18. EXPORT CONTROL Provision of the Service to the Customer may be subject to export control law and regulations. F4WIFI does not represent that any necessary approvals and licenses will be granted. The Customer will provide reasonable assistance to F4WIFI to obtain any necessary consents. If, through no fault of F4WIFI, any necessary consents are not granted, then F4WIFI can terminate this Contract or the provision of the Service under it (as appropriate) without any liability to the Customer.

19. TRANSFER OF RIGHTS AND OBLIGATIONS Neither party may transfer any of its rights or obligations under this Contract, without the written consent of the other, except that F4WIFI may transfer its rights or obligations (or both) to a F4WIFI Company without consent.
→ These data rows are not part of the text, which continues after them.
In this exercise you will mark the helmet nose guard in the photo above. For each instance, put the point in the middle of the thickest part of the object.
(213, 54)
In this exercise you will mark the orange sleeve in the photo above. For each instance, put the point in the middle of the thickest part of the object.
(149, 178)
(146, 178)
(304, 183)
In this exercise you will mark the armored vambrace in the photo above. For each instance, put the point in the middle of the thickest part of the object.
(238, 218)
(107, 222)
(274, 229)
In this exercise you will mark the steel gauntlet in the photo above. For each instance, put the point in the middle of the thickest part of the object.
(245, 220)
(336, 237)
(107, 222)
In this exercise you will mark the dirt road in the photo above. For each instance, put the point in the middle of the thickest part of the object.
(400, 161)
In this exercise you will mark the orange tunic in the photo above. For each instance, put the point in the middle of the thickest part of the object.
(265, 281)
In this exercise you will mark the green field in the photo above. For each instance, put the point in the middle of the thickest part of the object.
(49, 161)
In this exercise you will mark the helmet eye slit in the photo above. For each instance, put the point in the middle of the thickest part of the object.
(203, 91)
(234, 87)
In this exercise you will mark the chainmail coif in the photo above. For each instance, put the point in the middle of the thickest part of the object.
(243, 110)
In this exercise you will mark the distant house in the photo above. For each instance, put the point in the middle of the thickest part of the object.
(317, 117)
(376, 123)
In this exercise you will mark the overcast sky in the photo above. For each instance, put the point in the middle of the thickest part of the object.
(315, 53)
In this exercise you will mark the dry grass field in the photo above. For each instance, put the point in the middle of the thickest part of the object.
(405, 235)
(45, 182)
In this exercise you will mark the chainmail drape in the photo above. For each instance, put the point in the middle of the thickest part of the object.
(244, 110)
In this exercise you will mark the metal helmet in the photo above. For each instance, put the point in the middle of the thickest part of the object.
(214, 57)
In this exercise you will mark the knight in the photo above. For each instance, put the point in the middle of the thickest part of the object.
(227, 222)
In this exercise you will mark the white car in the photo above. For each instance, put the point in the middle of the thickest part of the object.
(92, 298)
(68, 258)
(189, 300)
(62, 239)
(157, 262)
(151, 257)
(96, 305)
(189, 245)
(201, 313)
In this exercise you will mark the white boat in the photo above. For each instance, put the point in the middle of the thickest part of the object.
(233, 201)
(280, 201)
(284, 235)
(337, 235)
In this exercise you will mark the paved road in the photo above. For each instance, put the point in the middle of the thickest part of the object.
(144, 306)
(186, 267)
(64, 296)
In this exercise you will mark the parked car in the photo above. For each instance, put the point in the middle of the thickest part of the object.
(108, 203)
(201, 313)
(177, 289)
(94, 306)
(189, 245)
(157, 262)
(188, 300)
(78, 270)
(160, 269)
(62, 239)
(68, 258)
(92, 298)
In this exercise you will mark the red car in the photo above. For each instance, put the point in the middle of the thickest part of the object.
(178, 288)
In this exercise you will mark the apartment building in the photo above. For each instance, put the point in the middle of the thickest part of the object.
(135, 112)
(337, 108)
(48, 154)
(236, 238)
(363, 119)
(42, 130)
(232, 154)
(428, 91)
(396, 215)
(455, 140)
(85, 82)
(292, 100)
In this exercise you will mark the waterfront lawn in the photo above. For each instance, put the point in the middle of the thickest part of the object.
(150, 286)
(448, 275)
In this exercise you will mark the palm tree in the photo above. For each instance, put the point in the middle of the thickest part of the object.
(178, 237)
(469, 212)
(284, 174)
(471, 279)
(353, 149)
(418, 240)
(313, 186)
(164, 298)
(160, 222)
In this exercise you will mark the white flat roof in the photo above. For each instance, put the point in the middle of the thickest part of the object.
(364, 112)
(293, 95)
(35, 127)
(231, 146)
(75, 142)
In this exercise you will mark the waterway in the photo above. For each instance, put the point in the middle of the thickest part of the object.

20. ENTIRE AGREEMENT 20.1 This Contract contains the whole agreement between the parties and supersedes all previous written or oral agreements relating to its subject matter. 20.2 The parties acknowledge and agree that: (a) they have not been induced to enter into this Contract by any representation, warranty or other assurance not expressly incorporated into it; and (b) in connection with this Contract their only rights and remedies in relation to any representation, warranty or other assurance are for breach of this Contract and that all other rights and remedies are excluded. 20.3 The provisions of paragraphs 20.1 and 20.2 shall not affect the parties rights or remedies in relation to any fraud or fraudulent misrepresentation. 20.4 A person who is not party to this Contract has no right under the Contracts (Rights of Third Parties) Act 1999 to enforce any term of this Contract, but this does not affect any right or remedy of a third party which exists or is available apart from that Act.

21. NOTICES Notices given under this Contract must, except for notices given under paragraph 3.5 be in writing and may be delivered by hand or by courier, or sent by first class post, fax. or e-mail to the following addresses: (a) to F4WIFI at the address of the F4WIFI office shown on the Order Form or any alternative address which F4WIFI notifies to the Customer; (b) to the Customer at the address to which the Customer asks F4WIFI to send invoices, the address of the Site or, if the Customer is a limited company, its registered office.

22. SEVERABILITY If any provision of this Contract is held invalid, illegal or unenforceable for any reason by any court of competent jurisdiction, such provision shall be severed and the remainder of its provisions will continue in full force and effect as if this Contract had been executed with the invalid, illegal or unenforceable provision omitted.

23. LAW AND JURISDICTION This Contract is governed by the law of England and Wales and both parties submit to the exclusive jurisdiction of the English courts.